Die zentrale Aufgabe der Ärztevereine sei die Förderung des Zusammenhalts sowie die sponsoringfreie industrieunabhängige Fortbildung, betonte Wenker. Auch dazu zitierte sie aus der Kammersatzung: „Den Ärztevereinen obliegt es, das Zusammengehörigkeitsgefühl und auf örtlicher Ebene die Beziehungen der Ärztinnen und Ärzte zur Öffentlichkeit zu pflegen. Sie sollen die ärztliche Fortbildung sowie die Einrichtung von Qualitätszirkeln fördern (§ 24).“

Derzeit zählt die ÄKN 67 Ärztevereine in ihren Bezirksstellen. Diese haben eine sehr unterschiedliche Größe – der Ärzteverein Hannover ist mit rund 5.000 Mitgliedern der größte, der Ärzteverein Sarstedt mit 35 Mitgliedern der kleinste. Die Mitglieder der Ärztevereine wählen nach einem mehrheitlich beschlossenen Wahlverfahren einen Vorstand für längstens vier Jahre. Gemäß eines Beschlusses der Kammerversammlung vom 28. November 2017 plant die ÄKN im Rahmen ihrer Haushaltsplanung für alle elf Bezirksstellen ein Regionalbudget ein. Dieses beinhaltet die Positionen Fortbildung/Veranstaltung, Gesundheitsregionen, Bezirksstellenbedarf sowie Ärztevereine.
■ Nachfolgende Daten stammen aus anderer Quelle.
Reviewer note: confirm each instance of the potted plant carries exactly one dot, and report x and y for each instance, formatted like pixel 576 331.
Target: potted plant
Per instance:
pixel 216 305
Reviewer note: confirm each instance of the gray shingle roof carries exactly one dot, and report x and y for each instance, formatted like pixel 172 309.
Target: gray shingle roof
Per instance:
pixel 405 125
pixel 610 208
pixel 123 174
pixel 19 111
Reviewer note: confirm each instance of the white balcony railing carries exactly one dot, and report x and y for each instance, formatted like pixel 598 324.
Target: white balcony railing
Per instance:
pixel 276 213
Budgetposten „Ärztevereine“

Gemäß des Beschlusses im November 2017 ist folgendes unverändert geblieben: Der Budgetposten „Ärztevereine“ lässt zu, auch weiterhin bis zu fünf Euro pro Jahr für jedes Ärztevereinsmitglied zu verwenden. Die Höhe der aktuellen Planungsgröße im Haushaltsplan basiert auf den tatsächlich verwendeten Mitteln aller Ärztevereine der letzten Jahre und erfolgt in Anwendung des Prinzips der Schätzgenauigkeit bei der Haushaltsplanung. Neu hinzugekommen ist, dass die Vorsitzenden der Ärztevereine gestaffelt nach der Anzahl der Mitglieder eine monatliche Aufwandsentschädigung erhalten.

Das Regionalbudget ist ausschließlich für Kammeraufgaben zu verwenden. Es gilt der Grundsatz, dass die Mittelverwendung der Gesamtheit der Kammermitglieder dienen muss, sie muss angemessen sein und das Gebot der Wirtschaftlichkeit und Sparsamkeit erfüllen. Die Mittel dürfen nicht für kammerfremde Aufgaben verwendet werden. Um die Maxime „Begrenzte Mittelverwendung bei begrenztem Teilnehmerkreis“ einzuhalten, wurde im Rahmen der Haushaltsplanung eine maximale Bewirtungspauschale von 12,50 Euro pro Person festgelegt. Diesbezüglich erhielt der Ausschuss für Finanz- und Beitragsangelegenheiten den Auftrag einer weiteren Konkretisierung.

Die hoheitlichen Ärztevereinen gemäß §§ 23, 24 Kammersatzung sind nicht zu verwechseln mit privatrechtlichen ärztlichen Vereinen und Vereinigungen, wie etwa dem „Ärzteball Hannover e.V.“, dem „Ärzteorchester Hannover e.V.“ oder einem „Ärzteverein Plus“.

Zur Weiterentwicklung der hoheitlichen Ärztevereine wird in den elf Bezirksstellen derzeit neben der regelmäßigen persönlichen Begrüßung neuer Kammermitglieder zum Beispiel über moderne Fortbildungskonzepte mit neuen Medien wie Video und Skype sowie über mehr gemeinsame Veranstaltungen mit Ärzten aus Praxis, Klinik und Öffentlichem Gesundheitsdienst nachgedacht. Ziel ist es, das Zusammengehörigkeitsgefühl vor Ort weiter zu stärken und die Angebote der ÄKN der regionalen Ärzteschaft nahezubringen.